Repeatedly hacked instagram account, how is this possible?

Day one, a call, the client's instagram account was hacked.
On this day, her account was already hacked, but she restored it through technical support, but after ten changes, the same thing happens, changing the password and mail without notification. At the same time, as she claims, the account was tied to a phone number.
Then I connect, they provide me with a link to restore, I restore access, indicate my mail, my password and link it to my phone number.
After 10 minutes, hacking again with changing the password and mail, but they cannot change the number, because of this, hackers do not have access to the page.
I restore access by standard means, but everything repeats again, it can happen again in an hour, or maybe in a day.
In fact, they have already changed the telephone itself, I log in from my phone or from a computer to linux.
Actually the question is, how is such an easy hacking instagram possible?
Or there is such a big security hole that someone is exploiting it. Maybe someone came across.

UPD:

If everything was that simple, it would be good.
1. The computer cannot be infected, I already wrote my computer on Linux, the client comes in general only from the phone, the client's phone has even been reset to factory settings.
2. I restored access, I did not have time to transfer the password to the client, as after 10 minutes hacking, i.e. no matter what device the login is from, hacking is carried out smoothly.
3. I generated a clear case password with uppercase and lowercase letters, numbers and symbols.
4. I have already linked the account to my mail, obviously no one has hacked it, and judging by the hacking method, they do not care what mail is indicated there. No notifications come to the mail, only when they change their mail and password, they try to re-enter, they are asked for a confirmation code that comes to the phone.
Of course, I understand that a hole in Instagram is unlikely, but at the moment I am inclined to this option, because hacking occurs regardless of the complexity of the password and the specified mail, regardless of which device the user comes from.
With all this, those support is silent.

UPD2:

News from the battlefields. Intermediate result:
It turned out that the client gave the account password himself.
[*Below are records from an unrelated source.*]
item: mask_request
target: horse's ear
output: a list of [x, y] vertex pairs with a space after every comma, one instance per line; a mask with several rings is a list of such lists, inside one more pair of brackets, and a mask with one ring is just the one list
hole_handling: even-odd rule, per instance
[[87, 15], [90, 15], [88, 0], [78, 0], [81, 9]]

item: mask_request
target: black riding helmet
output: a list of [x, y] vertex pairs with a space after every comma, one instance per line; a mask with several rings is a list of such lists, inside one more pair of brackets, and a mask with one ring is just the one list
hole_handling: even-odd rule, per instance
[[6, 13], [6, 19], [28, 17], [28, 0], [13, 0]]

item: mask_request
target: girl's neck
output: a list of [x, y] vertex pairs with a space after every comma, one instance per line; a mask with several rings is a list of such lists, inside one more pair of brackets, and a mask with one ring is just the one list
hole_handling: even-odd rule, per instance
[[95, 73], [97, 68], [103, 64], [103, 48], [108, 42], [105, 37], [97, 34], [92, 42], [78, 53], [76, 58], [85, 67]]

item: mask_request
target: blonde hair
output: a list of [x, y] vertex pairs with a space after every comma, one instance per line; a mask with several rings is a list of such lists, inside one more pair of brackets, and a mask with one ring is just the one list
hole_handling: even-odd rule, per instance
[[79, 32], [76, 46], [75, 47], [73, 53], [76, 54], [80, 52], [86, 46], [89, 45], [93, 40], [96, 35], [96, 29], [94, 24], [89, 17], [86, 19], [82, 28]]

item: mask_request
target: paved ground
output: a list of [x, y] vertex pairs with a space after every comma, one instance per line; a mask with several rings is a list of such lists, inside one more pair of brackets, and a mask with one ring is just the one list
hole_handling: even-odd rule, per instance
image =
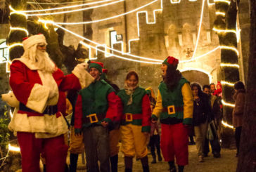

That is, no one hacked anyone.
The only question that remains is how the attackers change the mail and password, almost immediately after changing their owner.
At the moment, no one has access.
When restoring through the support service, they send a link to the recovery, we set our password, then we try to log in by entering our mail and password, he accepts them, but asks for a confirmation code, which is sent to the attacker's mail. Tech support does not respond to this, only sends a new link.
By some miracle, the phone got rid of the account itself and it was definitely not the attackers who changed it, since when they enter the account they are asked for a confirmation code, which should be sent to my cell number, but in fact does not come.